What are judicial and non-judicial foreclosure states?

What are judicial and non-judicial foreclosure states?

If a borrower defaults and Sharestates begins the foreclosure process, the time a foreclosure takes generally depends on whether the property is located in a judicial state or non-judicial state. A judicial state means the foreclosure process must go through the court system, which can elongate the foreclosure process.
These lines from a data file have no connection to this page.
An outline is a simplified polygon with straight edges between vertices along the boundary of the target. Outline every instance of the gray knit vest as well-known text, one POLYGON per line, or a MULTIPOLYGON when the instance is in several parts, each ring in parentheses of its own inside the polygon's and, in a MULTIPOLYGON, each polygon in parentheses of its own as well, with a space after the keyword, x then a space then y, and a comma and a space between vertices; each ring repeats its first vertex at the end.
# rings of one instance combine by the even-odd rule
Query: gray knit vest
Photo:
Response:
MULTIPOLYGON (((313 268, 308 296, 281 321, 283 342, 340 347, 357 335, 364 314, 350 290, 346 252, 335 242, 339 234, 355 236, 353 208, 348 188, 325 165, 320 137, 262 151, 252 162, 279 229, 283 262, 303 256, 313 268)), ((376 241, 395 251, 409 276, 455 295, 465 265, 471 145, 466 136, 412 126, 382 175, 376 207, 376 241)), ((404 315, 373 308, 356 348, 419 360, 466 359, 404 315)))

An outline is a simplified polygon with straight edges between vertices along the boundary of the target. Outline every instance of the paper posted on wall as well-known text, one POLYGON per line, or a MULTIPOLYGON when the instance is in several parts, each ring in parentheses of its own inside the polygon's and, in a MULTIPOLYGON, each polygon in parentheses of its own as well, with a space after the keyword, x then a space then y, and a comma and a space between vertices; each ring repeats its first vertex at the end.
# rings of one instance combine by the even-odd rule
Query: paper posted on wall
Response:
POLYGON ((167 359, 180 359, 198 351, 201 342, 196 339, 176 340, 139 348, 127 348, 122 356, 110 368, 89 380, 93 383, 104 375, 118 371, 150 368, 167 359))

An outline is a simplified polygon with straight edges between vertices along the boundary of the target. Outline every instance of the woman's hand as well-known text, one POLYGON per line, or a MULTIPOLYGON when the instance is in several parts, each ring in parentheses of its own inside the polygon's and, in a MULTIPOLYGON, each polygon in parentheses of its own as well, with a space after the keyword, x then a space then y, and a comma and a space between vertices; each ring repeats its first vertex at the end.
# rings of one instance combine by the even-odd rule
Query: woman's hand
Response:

A non-judicial state means that foreclosure process does not have to go through the court system, which generally makes the process quicker.

Judicial States:

Connecticut, Delaware, Florida, Hawaii, Illinois, Indiana, Iowa, Kansas, Kentucky, Louisiana, Maine, New Jersey, New Mexico, New York, North Dakota, Ohio, Oklahoma, Pennsylvania, South Carolina, Vermont, and Wisconsin.

Non-judicial States:

Alabama, Alaska, Arizona, Arkansas, California, Colorado, District of Columbia, Georgia, Idaho, Maryland, Massachusetts, Michigan, Minnesota, Mississippi, Missouri, Montana, Nebraska, Nevada, New Hampshire, New Mexico (sometimes), North Carolina, Oklahoma (unless homeowner requests judicial foreclosure), Oregon, Rhode Island, South Dakota (unless homeowner requests judicial foreclosure), Tennessee, Texas, Utah, Virginia, Washington, West Virginia, and Wyoming.